Research
Epigenetics / Chromatin Chemical Biology
The regulated expression of genes underlies virtually any biological process ranging from cell differentiation and development to the onset of diseases such as cancer. The majority of this regulation takes place at the level of chromatin.
However, the mechanistic picture of this regulation is increasingly complicated by the continuous discovery of numerous regulatory elements that act in concert to dynamically control the structure/function and thus transcriptional activity of chromatin. These include reversible decorations of DNA, RNA and nuclear proteins with regulatory chemical marks, noncoding RNA transcripts, and long-range chromatin interactions.

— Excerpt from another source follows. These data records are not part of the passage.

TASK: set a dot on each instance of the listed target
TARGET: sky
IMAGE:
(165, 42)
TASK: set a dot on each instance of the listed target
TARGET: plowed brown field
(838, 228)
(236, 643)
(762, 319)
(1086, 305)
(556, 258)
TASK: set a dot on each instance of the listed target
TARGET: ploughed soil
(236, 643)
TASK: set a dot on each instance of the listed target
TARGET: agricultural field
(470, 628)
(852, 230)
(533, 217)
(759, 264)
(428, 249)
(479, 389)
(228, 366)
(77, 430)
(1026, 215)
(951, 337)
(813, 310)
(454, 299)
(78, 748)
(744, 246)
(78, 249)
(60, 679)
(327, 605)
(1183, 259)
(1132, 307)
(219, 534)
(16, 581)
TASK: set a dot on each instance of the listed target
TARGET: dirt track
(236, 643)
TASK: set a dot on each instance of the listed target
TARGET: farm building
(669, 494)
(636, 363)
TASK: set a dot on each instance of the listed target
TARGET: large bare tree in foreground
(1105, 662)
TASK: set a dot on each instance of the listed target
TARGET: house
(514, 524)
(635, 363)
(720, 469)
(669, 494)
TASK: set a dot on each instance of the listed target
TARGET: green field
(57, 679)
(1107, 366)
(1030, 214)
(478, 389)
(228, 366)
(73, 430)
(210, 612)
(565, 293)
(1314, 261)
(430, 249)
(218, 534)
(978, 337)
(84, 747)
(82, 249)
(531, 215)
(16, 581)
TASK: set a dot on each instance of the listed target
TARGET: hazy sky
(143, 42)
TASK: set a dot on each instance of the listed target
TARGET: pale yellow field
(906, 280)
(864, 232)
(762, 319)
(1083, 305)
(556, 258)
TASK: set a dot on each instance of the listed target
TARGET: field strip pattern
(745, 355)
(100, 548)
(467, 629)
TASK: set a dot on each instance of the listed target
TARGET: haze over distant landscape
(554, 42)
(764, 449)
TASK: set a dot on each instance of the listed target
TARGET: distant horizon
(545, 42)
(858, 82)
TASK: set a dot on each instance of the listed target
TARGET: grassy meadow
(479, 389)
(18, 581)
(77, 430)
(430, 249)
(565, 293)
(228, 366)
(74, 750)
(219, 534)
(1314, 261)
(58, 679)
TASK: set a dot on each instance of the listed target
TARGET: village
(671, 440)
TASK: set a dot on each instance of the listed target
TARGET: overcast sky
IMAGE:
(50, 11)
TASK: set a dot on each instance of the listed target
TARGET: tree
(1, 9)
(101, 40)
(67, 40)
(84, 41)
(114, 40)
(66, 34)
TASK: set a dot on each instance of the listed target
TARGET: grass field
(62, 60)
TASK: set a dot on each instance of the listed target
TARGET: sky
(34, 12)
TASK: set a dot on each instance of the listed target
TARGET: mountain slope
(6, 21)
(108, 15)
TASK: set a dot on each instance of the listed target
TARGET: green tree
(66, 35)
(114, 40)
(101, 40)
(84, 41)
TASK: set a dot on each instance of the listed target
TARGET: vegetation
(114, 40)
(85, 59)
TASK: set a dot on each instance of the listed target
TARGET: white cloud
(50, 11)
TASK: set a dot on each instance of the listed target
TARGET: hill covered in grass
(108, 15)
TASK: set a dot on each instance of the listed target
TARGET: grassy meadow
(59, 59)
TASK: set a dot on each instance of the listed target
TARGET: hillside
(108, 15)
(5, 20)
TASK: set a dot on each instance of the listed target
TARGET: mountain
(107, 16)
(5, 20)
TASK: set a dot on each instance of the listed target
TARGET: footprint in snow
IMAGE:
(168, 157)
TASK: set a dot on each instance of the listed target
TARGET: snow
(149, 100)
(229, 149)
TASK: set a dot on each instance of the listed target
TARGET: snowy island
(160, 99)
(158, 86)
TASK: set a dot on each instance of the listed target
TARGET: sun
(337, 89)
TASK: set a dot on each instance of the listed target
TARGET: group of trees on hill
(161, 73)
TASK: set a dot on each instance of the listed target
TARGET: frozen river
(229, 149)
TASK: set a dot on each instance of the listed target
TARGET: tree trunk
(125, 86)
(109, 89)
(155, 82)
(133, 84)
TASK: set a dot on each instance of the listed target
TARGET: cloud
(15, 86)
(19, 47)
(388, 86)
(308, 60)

While the discovery and mapping of such elements become increasingly straightforward, the understanding of their precise mechanistic functions in chromatin regulation remains largely incomplete, since detailed structural and functional studies of the involved protein-nucleic acid complexes in an unperturbed, cellular environment are hampered by a lack of suitable methodology.
Our group is focused on studying such regulatory elements in chromatin by chemical biology approaches. We devise novel strategies to reengineer and/or control basic molecular properties of nucleic acid-interacting proteins to enable novel insights into chromatin regulation. We thereby combine chemical and biological methodologies including organic synthesis and biomolecular chemistry, genetic code expansion, directed molecular evolution, imaging, and high throughput genomic analyses.
A current focus of the lab is the role of epigenetic DNA modifications in the regulation of protein-DNA complex formation in chromatin both at the local and system-wide level. To study these roles, we
1.) Evolve new classes of reader proteins that offer unconventional strategies for interrogating DNA modifications via in vitro and cellular analyses. Such readers also have the potential to be used for epigenome engineering with previously inaccessible selectivity. We further employ directed evolution strategies to study the selectivity of natural chromatin proteins for specific settings of DNA modifications on the proteome level.
2.) A second field of research is the development of novel optochemical tools that allow precise temporal and spatial control of the readers, writers and erasers of DNA modifications in cells, and thus enable dissecting the order and kinetics of downstream events that lead to altered chromatin states and transcriptional activities under normal and disease conditions.